Der Patient in Natuashish, der mit dem Gerät behandelt wurde, hatte eine Pflegekraft, die leicht zu schulen und lernbegierig war, sagt die Dialyse-Fachkraft Peddle. „Sie war völlig begeistert von der Vorstellung, dass ihr Vater nach Hause kommen könnte. Das motivierte sie enorm, denn sie lebte hier mit ihren Kindern und alle Verwandte und Freunde waren hier.“
Nach der Rückkehr des Patienten nach Natuashish gab es ein großes Fest, erzählt Peddle.
Der frühe Erfolg des Projekts ist vielversprechend für andere entlegene Gegenden. „Wir beobachten seine potenziellen Vorteile auf verschiedenen Ebenen, aber auch die mögliche Ausbreitung auf andere Gebiete“, so Goodyear. „Das unterstreicht für mich die Bedeutung von ‚global‘ im Begriff ‚Global Grant‘, da das, was wir hier leisten, auch Auswirkungen auf andere Teile der Welt haben könnte.“
Die Bewältigung dieser Herausforderung habe allen Beteiligten gezeigt, dass Dialysebehandlungen auch an entlegenen Orten möglich sind und das Potenzial haben, eines Tages Menschen in anderen Regionen zu helfen, sagt Rowsell. Aus diesem Grund sei der Erfolg des Projekts auch der Höhepunkt ihrer Karriere gewesen.

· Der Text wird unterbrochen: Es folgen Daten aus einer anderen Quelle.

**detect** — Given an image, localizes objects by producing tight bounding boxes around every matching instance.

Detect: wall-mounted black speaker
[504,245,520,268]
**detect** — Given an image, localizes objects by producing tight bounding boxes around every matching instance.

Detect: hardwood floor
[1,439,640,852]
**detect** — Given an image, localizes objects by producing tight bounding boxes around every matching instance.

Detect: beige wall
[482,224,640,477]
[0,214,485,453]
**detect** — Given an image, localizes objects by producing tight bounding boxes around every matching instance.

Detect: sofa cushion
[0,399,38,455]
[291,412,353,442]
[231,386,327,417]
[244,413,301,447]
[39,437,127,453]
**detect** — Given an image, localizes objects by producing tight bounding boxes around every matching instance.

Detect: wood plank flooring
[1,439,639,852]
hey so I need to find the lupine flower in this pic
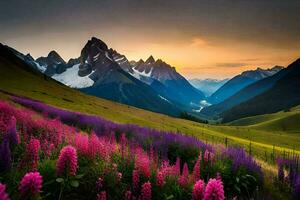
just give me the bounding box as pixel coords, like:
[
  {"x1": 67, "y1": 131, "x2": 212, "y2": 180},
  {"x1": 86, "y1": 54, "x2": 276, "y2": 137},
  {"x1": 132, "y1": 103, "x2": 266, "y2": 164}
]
[
  {"x1": 0, "y1": 140, "x2": 11, "y2": 172},
  {"x1": 293, "y1": 174, "x2": 300, "y2": 199},
  {"x1": 0, "y1": 183, "x2": 10, "y2": 200},
  {"x1": 41, "y1": 140, "x2": 55, "y2": 158},
  {"x1": 192, "y1": 159, "x2": 200, "y2": 183},
  {"x1": 204, "y1": 150, "x2": 211, "y2": 162},
  {"x1": 5, "y1": 116, "x2": 18, "y2": 146},
  {"x1": 56, "y1": 145, "x2": 78, "y2": 176},
  {"x1": 125, "y1": 190, "x2": 132, "y2": 200},
  {"x1": 22, "y1": 138, "x2": 40, "y2": 170},
  {"x1": 88, "y1": 133, "x2": 100, "y2": 159},
  {"x1": 277, "y1": 163, "x2": 284, "y2": 183},
  {"x1": 19, "y1": 172, "x2": 43, "y2": 198},
  {"x1": 96, "y1": 191, "x2": 106, "y2": 200},
  {"x1": 174, "y1": 157, "x2": 181, "y2": 176},
  {"x1": 135, "y1": 149, "x2": 151, "y2": 178},
  {"x1": 178, "y1": 162, "x2": 189, "y2": 186},
  {"x1": 140, "y1": 181, "x2": 151, "y2": 200},
  {"x1": 192, "y1": 180, "x2": 205, "y2": 200},
  {"x1": 132, "y1": 170, "x2": 139, "y2": 191},
  {"x1": 74, "y1": 134, "x2": 89, "y2": 156},
  {"x1": 156, "y1": 171, "x2": 165, "y2": 187},
  {"x1": 203, "y1": 178, "x2": 225, "y2": 200},
  {"x1": 120, "y1": 133, "x2": 126, "y2": 158}
]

Immer mehr Menschen werden von den Geräten profitieren und die lebenswichtige Nierenersatztherapie erhalten, ohne ihre vertraute Umgebung verlassen zu müssen. „Ich sehe dieser Entwicklung aus vielerlei Gründen optimistisch entgegen“, sagt sie. „Es ist nur eine Frage des richtigen Timings, der richtigen Maßnahmen und der richtigen Unterstützung.“
Dieser Artikel erschien ursprünglich in der Aprilausgabe 2026 des Magazins Rotary Canada.